NVIDIA GPU’s currently run on two types of architectures – Fermi and Kepler. The Fermi architecture has been around for several years. The new Kepler architecture was announced a few months ago. For CUDA software developers one very nice feature in Kepler is Dynamic Parallelism. The figure above shows data traffic between CPU’s and GPU’s across the PCIe bus in the older Fermi architecture (left) and the new Kepler architecture (right).
In Fermi, data transits from CPU to GPU across the PCIe bus, a single CUDA kernel execute son the GPU, and then data returns across the bus back to the CPU. This round-robin data traffic occurs for each and every kernel launch. Unfortunately the PCIe bus is slow, much slower than CPU and GPU speeds, and so we try to avoid CPU to GPU data transfers whenever possible. In fact, the PCIe bus can become a severe bottleneck for many types of algorithms.

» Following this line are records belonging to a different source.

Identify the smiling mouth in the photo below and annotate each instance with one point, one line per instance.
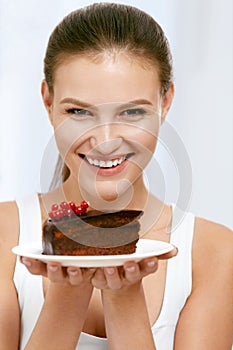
(106, 164)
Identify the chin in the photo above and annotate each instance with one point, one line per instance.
(109, 194)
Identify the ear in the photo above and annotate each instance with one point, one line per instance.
(167, 101)
(47, 99)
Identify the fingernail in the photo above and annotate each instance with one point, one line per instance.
(26, 262)
(151, 263)
(52, 268)
(130, 268)
(110, 270)
(72, 272)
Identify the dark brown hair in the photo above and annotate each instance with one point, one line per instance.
(109, 27)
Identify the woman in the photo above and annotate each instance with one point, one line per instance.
(107, 90)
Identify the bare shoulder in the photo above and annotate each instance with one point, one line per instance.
(212, 251)
(9, 233)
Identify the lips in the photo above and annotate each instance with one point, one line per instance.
(106, 163)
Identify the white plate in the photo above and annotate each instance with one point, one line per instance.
(145, 248)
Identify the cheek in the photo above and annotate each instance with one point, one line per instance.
(68, 135)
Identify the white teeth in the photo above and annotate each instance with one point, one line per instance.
(105, 164)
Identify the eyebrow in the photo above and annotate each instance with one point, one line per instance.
(87, 105)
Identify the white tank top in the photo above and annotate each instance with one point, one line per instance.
(177, 288)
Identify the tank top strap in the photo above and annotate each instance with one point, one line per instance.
(179, 269)
(29, 218)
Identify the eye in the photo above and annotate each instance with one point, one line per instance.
(78, 112)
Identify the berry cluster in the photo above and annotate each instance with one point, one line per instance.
(66, 209)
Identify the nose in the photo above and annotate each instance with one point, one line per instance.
(105, 139)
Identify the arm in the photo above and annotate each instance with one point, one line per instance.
(65, 308)
(9, 308)
(206, 322)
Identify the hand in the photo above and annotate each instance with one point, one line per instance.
(129, 274)
(57, 273)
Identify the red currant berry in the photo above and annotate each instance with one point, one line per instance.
(69, 212)
(64, 205)
(51, 215)
(84, 205)
(54, 207)
(65, 212)
(78, 210)
(72, 205)
(58, 214)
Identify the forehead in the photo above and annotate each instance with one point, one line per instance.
(112, 79)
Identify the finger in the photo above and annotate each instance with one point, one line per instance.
(98, 280)
(112, 277)
(75, 275)
(55, 273)
(132, 272)
(34, 266)
(168, 255)
(149, 265)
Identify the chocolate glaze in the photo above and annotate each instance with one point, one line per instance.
(93, 233)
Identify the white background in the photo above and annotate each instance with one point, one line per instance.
(200, 34)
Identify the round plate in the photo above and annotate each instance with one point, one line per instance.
(145, 248)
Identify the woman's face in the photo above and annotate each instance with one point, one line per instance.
(106, 118)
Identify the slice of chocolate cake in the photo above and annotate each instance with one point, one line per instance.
(92, 233)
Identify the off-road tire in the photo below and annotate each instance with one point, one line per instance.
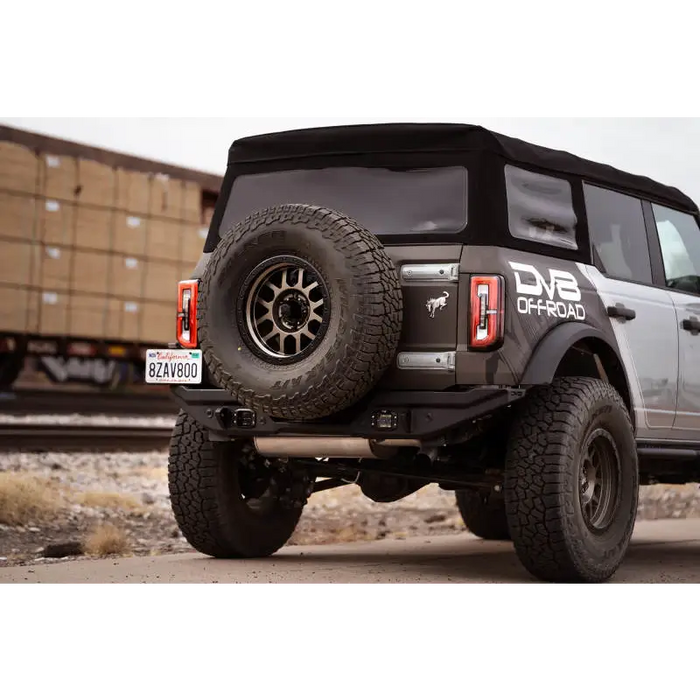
(208, 504)
(364, 319)
(543, 489)
(485, 520)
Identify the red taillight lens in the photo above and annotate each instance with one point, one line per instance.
(487, 321)
(187, 313)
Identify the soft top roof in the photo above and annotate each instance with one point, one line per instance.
(443, 138)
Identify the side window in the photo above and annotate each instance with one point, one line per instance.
(679, 236)
(618, 234)
(541, 208)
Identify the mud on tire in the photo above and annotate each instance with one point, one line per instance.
(208, 502)
(572, 481)
(300, 312)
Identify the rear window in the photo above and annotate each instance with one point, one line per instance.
(386, 202)
(541, 208)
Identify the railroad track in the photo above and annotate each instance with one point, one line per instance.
(58, 402)
(36, 437)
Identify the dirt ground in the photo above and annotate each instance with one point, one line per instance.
(64, 499)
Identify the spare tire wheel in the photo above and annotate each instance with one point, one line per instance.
(300, 312)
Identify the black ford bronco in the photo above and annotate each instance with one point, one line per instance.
(398, 305)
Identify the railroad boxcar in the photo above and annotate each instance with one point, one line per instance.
(92, 246)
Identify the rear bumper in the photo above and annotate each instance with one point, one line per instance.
(417, 415)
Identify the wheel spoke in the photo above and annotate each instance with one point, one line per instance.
(265, 317)
(274, 289)
(300, 279)
(285, 279)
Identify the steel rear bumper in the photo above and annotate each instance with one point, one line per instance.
(404, 415)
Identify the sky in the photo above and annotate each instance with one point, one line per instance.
(663, 147)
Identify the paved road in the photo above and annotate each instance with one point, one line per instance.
(663, 553)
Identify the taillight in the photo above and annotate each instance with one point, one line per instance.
(487, 321)
(187, 313)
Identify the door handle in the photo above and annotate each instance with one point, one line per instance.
(692, 325)
(622, 312)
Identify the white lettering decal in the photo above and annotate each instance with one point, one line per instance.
(559, 288)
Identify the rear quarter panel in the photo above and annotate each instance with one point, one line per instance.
(542, 292)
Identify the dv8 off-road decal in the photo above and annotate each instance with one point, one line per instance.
(556, 294)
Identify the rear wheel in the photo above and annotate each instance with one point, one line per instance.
(484, 515)
(572, 481)
(226, 502)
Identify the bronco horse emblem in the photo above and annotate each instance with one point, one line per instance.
(439, 304)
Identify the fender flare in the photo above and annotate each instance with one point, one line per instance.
(551, 351)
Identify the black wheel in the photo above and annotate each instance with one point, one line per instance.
(226, 503)
(572, 482)
(484, 515)
(299, 312)
(11, 364)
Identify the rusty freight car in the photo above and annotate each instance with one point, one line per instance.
(92, 246)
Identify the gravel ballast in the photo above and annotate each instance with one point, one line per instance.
(131, 492)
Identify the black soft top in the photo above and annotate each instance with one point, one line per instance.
(436, 139)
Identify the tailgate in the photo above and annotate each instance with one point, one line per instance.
(430, 283)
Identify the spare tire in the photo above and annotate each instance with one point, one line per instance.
(300, 312)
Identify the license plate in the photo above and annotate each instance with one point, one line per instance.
(174, 367)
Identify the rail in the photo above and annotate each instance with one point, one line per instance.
(60, 402)
(37, 437)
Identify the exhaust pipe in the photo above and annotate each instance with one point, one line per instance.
(330, 447)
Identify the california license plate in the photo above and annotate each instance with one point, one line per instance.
(174, 367)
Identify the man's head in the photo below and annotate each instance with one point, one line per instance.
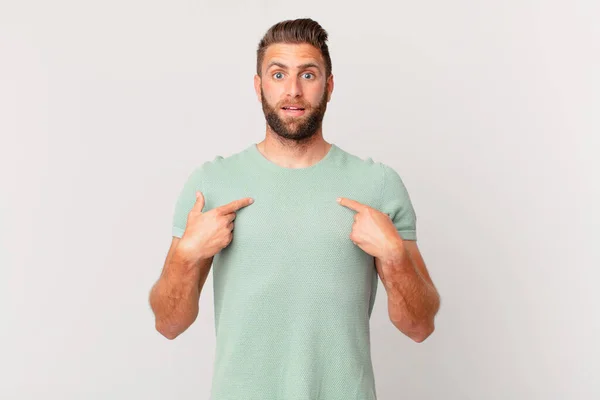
(293, 78)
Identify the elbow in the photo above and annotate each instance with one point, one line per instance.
(417, 332)
(422, 333)
(169, 332)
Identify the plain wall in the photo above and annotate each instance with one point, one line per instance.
(488, 110)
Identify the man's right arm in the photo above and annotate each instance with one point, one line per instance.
(174, 297)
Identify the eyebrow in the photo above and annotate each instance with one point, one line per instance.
(301, 66)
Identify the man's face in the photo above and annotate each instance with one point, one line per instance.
(294, 90)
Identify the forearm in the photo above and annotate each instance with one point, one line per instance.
(412, 300)
(174, 298)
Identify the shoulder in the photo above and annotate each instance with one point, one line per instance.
(368, 165)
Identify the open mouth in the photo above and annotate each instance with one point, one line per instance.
(293, 111)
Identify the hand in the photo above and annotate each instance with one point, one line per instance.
(207, 233)
(373, 231)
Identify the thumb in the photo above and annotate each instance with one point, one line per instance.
(199, 200)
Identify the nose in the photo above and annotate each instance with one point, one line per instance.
(294, 88)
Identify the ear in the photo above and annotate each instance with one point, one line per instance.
(257, 82)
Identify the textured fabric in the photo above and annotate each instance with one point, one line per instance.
(292, 294)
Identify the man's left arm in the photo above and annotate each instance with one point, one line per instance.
(413, 300)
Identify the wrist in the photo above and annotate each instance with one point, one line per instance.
(394, 252)
(188, 253)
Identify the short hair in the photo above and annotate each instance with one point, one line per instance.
(297, 31)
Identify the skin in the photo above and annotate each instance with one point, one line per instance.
(294, 74)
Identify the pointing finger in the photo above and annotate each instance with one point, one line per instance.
(352, 204)
(236, 205)
(199, 200)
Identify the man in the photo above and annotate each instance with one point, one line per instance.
(295, 281)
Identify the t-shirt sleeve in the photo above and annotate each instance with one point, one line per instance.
(396, 202)
(186, 200)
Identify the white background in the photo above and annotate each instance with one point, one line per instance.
(489, 110)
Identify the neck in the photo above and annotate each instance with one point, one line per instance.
(289, 153)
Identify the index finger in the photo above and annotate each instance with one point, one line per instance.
(236, 205)
(352, 204)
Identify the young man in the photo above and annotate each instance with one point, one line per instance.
(315, 228)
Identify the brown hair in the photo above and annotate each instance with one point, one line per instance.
(302, 30)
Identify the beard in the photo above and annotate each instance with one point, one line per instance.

In Kepler, data transits from CPU to GPU through the PCIe bus, but then with Dynamic Parallelism one kernel can spawn one to several additional kernels without the need for data transfers back to the CPU. All of the kernels and their associated datasets remain on the GPU, thus avoiding the need for PCIe bus traffic. When some required synchronization point is reached, the GPU kernels finally terminate and data transfers to the CPU take place. This form of Dynamic Parallelism can result in considerable speedup for many types of software applications.
Kepler’s Dynamic Parallelism will allow GPU software developers to create nested kernels, minimize CPU to GPU communication streams, and improve software performance dramatically.